From July 1-3, Lang modestly held center stage at Gettysburg. He seemed to be everywhere, ultimately spending more time in town than Lee and Meade did in 1863. Arriving early and staying late, he performed his riveting one-man theatrical piece about a returning Gettysburg veteran and introduced both a new animated film adaptation and an all-new battle documentary. He autographed posters, DVDs and audio CDs, sat in on scholarly lectures, hung out at town landmarks and even took up temporary residence at a bullet-scarred historic home near the Peach Orchard. Other actors have dived in and out of Civil War roles, but Lang has made its history part of his art and life.

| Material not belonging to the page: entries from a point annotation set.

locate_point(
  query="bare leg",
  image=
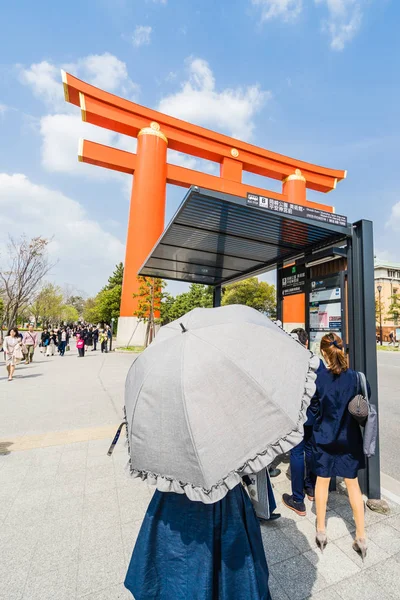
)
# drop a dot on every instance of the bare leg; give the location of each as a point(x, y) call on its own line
point(357, 505)
point(321, 500)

At Gettysburg, Lang obligingly posed for pictures and signatures at the National Park Service Visitor Center and attended—and took audience questions—at repeated Majestic Theater screenings of Jake Boritt’s new PBS documentary on the battle. Lang narrates the film, and though he typically tells fans he wouldn’t mind taking another crack at it, he praises Boritt’s novel use of “drone” photography to capture the Gettysburg landscape with new urgency and raves about the young documentarian’s spare but moving script. To anyone who experiences the film, it is Lang’s recognizable voice—or, rather, voices (we hear him not only as the narrator but as Robert E. Lee, James Longstreet and Abraham Lincoln, among others)—that soars.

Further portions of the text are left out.